Only a pathologist could think like this. It ignores the entire reality of whether the man considering his potential risk for prostate cancer has a right to an opinion on the subject.

The research team carefully points out that 96 percent of the 1,665 patients at the Veterans Administration New York Harbor Health Care System on whom their data are based and who were found to have prostate cancer (cells in their prostates) on biopsy underwent biopsy only because of an elevated PSA level! That means that (presumably) about half these men had a first biopsy because of an elevated PSA level, and that their first biopsies were all negative (even though 20 percent of them were false negatives). Of course there are no data provided about whether even one of those patients who had a negative biopsy got a serious systemic infection or worse still died as a consequence of such an infection but that is well within the limits of probability.
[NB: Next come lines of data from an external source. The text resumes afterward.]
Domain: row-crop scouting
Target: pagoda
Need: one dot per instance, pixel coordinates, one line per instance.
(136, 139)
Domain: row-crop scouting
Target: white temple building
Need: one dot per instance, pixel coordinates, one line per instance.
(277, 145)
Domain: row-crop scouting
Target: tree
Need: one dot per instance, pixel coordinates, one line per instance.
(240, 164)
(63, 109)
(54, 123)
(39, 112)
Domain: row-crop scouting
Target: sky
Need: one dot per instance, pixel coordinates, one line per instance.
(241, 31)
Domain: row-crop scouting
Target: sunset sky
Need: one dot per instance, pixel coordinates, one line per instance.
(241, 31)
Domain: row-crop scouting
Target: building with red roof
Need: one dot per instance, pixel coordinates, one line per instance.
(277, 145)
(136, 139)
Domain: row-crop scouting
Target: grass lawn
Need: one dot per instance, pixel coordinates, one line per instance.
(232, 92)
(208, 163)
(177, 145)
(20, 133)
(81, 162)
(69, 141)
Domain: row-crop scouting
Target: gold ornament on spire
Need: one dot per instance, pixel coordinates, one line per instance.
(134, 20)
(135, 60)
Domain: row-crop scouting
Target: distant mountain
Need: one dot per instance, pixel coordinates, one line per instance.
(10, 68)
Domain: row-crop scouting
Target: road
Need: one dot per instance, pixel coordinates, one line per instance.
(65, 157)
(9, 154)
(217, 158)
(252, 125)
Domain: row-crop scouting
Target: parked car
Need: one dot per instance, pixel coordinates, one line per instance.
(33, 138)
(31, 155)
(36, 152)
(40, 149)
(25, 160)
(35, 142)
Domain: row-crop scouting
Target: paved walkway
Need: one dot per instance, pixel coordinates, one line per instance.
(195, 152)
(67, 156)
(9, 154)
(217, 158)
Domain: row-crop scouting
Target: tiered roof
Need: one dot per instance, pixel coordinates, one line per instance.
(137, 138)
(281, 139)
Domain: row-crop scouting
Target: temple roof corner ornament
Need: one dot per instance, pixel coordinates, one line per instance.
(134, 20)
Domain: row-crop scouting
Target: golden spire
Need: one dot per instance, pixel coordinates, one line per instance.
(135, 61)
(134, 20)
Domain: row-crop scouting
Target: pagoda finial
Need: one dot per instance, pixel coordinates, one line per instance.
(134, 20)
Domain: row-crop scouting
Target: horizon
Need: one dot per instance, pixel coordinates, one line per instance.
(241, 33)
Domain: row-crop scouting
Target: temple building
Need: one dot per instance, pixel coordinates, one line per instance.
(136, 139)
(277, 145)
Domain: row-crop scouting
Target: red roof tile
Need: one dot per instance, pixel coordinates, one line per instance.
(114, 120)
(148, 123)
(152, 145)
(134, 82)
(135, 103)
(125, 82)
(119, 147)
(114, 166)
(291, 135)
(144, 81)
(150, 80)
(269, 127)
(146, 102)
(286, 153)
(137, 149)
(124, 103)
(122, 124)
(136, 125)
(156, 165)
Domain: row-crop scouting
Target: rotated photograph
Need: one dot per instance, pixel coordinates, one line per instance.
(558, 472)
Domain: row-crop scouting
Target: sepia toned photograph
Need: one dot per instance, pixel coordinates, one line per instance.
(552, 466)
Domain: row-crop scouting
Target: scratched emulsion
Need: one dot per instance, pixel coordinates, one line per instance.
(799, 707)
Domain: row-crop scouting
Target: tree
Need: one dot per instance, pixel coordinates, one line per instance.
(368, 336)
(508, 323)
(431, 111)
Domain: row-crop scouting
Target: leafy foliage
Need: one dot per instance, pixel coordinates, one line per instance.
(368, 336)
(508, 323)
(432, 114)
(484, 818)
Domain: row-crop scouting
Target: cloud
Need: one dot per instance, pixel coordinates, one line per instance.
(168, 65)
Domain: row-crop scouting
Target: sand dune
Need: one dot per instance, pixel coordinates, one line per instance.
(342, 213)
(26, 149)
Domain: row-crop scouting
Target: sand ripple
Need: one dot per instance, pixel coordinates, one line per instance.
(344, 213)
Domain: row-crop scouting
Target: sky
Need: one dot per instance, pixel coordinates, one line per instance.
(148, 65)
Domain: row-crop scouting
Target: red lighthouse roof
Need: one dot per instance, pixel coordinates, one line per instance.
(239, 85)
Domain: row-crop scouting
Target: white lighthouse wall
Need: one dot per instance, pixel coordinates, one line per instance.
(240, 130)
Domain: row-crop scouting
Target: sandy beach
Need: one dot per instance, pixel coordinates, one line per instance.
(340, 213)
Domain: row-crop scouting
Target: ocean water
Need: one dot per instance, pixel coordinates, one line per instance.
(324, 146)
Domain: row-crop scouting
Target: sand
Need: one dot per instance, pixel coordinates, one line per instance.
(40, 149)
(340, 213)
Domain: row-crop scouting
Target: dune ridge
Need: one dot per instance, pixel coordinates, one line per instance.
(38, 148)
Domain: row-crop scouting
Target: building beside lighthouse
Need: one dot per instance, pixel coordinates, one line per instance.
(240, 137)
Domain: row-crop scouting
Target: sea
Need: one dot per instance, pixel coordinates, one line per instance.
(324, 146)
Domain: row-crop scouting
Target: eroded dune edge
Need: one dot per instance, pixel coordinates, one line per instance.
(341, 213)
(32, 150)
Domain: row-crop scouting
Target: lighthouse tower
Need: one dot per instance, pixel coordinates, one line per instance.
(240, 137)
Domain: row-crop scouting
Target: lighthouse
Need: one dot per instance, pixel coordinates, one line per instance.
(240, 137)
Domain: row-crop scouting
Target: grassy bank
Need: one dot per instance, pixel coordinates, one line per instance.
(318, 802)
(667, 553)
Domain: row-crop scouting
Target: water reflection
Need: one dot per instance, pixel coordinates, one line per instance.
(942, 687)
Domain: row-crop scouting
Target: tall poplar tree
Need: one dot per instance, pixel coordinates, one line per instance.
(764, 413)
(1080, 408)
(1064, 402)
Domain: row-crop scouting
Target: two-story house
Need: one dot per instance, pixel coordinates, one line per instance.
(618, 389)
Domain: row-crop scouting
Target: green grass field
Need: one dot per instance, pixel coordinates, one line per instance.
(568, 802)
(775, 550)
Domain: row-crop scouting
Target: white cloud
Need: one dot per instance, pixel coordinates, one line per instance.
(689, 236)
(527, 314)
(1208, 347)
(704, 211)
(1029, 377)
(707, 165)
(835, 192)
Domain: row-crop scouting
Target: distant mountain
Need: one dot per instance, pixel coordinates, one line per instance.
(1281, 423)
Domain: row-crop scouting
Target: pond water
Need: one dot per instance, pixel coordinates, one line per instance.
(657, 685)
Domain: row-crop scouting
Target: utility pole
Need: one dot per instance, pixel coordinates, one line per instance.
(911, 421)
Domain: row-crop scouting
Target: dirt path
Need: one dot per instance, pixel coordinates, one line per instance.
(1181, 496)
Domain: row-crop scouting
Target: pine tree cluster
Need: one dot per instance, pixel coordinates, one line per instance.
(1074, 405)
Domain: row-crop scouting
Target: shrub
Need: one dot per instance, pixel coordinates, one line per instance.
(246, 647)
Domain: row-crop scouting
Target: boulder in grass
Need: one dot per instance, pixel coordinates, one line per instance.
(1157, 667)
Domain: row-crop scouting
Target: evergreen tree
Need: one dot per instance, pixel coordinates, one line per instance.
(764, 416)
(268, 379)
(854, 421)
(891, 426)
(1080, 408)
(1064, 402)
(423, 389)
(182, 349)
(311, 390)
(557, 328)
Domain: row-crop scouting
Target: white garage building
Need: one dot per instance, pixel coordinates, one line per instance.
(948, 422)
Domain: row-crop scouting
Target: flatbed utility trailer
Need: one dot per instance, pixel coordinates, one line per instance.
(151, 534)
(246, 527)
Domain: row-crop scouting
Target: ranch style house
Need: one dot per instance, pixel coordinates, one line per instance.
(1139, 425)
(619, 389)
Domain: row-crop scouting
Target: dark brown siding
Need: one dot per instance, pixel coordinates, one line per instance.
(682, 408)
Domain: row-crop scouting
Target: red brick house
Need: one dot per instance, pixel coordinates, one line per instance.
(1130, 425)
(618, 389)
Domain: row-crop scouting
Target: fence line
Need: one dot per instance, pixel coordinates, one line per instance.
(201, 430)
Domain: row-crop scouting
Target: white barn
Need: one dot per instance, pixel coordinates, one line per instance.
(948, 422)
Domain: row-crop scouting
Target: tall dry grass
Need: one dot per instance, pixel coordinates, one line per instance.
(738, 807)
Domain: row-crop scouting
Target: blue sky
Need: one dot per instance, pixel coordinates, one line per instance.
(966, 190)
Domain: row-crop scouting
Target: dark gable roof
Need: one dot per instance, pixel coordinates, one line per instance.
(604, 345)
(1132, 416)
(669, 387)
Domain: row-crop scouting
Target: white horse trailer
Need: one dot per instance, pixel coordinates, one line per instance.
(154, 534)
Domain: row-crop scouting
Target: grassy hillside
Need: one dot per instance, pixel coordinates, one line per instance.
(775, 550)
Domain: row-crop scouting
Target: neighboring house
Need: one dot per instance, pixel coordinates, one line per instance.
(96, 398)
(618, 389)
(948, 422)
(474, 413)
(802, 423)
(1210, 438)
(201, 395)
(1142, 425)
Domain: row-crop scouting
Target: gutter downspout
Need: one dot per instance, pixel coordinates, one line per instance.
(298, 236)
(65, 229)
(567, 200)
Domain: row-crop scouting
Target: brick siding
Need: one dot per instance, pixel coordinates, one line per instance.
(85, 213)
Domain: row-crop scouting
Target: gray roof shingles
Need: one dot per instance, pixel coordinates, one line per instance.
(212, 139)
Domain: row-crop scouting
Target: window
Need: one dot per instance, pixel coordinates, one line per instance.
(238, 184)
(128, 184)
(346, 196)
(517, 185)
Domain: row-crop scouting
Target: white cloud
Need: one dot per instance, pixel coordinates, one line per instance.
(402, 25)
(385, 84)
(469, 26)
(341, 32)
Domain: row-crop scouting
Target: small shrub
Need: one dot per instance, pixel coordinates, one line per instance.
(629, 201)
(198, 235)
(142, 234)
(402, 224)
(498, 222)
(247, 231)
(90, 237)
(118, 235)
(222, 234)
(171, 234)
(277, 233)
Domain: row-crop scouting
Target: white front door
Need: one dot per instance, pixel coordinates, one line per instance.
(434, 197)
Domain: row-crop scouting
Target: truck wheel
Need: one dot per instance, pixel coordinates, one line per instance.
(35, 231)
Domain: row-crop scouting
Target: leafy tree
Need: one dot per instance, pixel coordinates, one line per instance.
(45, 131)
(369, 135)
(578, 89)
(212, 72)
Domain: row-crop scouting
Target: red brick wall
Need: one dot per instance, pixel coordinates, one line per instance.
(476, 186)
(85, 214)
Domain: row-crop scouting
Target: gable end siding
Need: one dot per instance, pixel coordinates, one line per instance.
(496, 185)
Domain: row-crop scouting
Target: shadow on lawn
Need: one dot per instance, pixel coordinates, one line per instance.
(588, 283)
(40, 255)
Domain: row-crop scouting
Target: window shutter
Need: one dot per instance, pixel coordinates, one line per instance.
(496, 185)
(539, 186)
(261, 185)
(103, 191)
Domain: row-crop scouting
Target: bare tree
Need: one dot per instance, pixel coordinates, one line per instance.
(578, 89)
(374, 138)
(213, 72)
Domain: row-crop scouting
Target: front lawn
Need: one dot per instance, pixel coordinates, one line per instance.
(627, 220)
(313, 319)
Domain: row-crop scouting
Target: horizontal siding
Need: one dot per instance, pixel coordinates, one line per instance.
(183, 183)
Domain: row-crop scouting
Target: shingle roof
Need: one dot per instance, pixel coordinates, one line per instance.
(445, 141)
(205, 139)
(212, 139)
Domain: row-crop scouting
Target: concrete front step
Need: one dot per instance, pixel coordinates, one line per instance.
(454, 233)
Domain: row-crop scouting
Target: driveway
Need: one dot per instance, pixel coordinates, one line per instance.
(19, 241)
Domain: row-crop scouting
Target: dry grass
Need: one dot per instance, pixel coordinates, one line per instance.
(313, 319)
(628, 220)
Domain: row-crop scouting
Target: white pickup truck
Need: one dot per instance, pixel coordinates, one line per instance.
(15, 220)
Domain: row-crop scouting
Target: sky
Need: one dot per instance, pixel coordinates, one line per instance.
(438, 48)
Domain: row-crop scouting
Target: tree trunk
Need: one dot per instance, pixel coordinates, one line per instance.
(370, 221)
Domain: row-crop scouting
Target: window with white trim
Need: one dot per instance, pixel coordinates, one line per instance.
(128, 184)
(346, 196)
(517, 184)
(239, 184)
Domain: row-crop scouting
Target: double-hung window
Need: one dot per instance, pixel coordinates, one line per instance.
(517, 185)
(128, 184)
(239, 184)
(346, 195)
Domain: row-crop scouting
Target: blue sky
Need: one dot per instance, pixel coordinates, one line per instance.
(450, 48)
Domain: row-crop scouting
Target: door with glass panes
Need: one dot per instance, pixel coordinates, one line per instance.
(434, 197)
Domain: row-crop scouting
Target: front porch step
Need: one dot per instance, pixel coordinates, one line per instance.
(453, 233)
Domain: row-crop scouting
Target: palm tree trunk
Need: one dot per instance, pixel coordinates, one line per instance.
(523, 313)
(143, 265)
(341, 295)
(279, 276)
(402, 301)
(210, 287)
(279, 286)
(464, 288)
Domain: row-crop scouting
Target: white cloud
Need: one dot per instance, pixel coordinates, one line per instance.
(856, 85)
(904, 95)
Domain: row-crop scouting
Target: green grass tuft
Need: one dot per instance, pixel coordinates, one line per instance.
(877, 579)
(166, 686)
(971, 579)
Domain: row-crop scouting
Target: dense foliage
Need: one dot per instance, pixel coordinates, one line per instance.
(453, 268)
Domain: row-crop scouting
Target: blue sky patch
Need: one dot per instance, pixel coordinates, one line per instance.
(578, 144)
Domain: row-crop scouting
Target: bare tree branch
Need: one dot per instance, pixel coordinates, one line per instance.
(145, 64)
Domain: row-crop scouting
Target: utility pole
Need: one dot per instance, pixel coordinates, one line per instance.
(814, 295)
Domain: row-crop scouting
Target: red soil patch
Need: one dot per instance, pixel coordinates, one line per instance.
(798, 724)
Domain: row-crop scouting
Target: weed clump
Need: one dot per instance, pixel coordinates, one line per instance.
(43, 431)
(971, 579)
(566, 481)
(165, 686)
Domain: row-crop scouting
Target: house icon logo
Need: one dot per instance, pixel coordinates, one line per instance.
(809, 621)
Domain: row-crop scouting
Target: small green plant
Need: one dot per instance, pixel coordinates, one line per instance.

If there was ever a study that clearly demonstrated the need for a much better test to assess the risk of clinically significant prostate cancer, this was that study.

The “New” Prostate Cancer InfoLink does not believe that the PSA test is a “bad” test or that it shouldn’t be used. We also do not think that people shouldn’t get biopsies. But we do believe that it’s high time to stop pretending that the PSA test is the test we need. It is simply the test we have. It needs to be used with caution. Subsequent biopsies should also be used with caution. We need to find a much better test just as soon as we possibly can! And we need to be a great deal clearer in our heads that having some prostate cancer cells in our prostates is not necessarily the same as having the clinical condition formerly (and formally) known as prostate cancer.